- Developers: Eagle Berns Holly Thomason
- Publisher: Penguin Software
- Platform: Apple II
- Release: 1983
- Genre: Adventure
- Mode: Single-player

= The Coveted Mirror =

1983 video game

The Coveted Mirror is a graphic adventure for the Apple II published in 1983 by Penguin Software. It was created by Eagle Berns and Holly Thomason. A version with a more advanced text parser was released in 1986 and ported to additional systems.

==Plot==
The land of Starbury was taken over by Voar the evil. During his grasp for power, Voar tried to seize the magic mirror but broke it into five pieces; luckily, he was only able to grab four of the pieces. it is up to you, the hero, to find the fifth and final piece in order to break Voar's rule and save the people of Starbury.

==Gameplay==

The interior of the prison tower with the command prompt below it.

The player types textual commands at the bottom of the screen below an image of the current location.

The Coveted Mirror involves frequent, timed escapes from the jail tower. Within a limited timeframe, indicated by an hourglass, the player must search the castle, find objects, and talk to people, and return to the cell by the time the jailer makes his rounds. This timed element adds another dimension to the exploration and puzzle solving.

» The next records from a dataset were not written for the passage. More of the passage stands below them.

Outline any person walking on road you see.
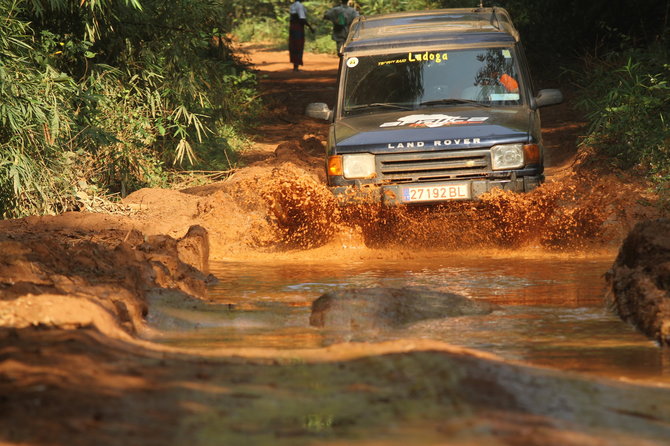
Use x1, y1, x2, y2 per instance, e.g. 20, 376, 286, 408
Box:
289, 0, 315, 71
323, 0, 359, 53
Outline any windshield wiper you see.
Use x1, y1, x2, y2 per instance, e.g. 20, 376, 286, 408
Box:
419, 98, 491, 107
345, 102, 414, 112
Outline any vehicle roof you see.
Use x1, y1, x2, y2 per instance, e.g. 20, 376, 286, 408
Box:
343, 7, 520, 54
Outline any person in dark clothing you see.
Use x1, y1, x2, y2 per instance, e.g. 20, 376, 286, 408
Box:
289, 0, 315, 71
323, 0, 359, 53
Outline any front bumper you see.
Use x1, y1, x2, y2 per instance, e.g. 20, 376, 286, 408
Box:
331, 175, 543, 206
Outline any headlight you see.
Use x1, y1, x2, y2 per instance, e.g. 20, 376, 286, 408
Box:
491, 144, 524, 170
342, 153, 376, 179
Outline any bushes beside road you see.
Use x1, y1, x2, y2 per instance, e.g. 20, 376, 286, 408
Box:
0, 0, 260, 218
575, 41, 670, 181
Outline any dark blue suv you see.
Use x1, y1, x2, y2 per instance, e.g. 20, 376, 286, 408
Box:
307, 7, 563, 205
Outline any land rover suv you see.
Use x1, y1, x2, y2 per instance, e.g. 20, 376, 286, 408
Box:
306, 7, 563, 205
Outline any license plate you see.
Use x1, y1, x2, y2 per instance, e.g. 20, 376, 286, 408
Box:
401, 184, 470, 202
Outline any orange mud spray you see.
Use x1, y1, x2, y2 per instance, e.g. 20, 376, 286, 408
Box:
258, 167, 616, 252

The original release includes action sequences such as a jousting game and a fishing game. The later Comprehend version, released in 1986, replaces the two-word parser with a full-sentence parser, but replaced the action elements with puzzles.

==Reception==
Softline in 1984 called The Coveted Mirror "a great balance of magic and mystery". The magazine liked the "intelligent" parser with built-in hints and the "remarkably well done yet nonviolent" arcade sequences, and concluded that it "is probably the best graphic adventure of the year". Creative Computing praised the game's graphics, and approved of the arcade segments as "a refreshing break from 'adventure monotony'". The magazine concluded that The Coveted Mirror "is one of the best graphics adventures" for Apple.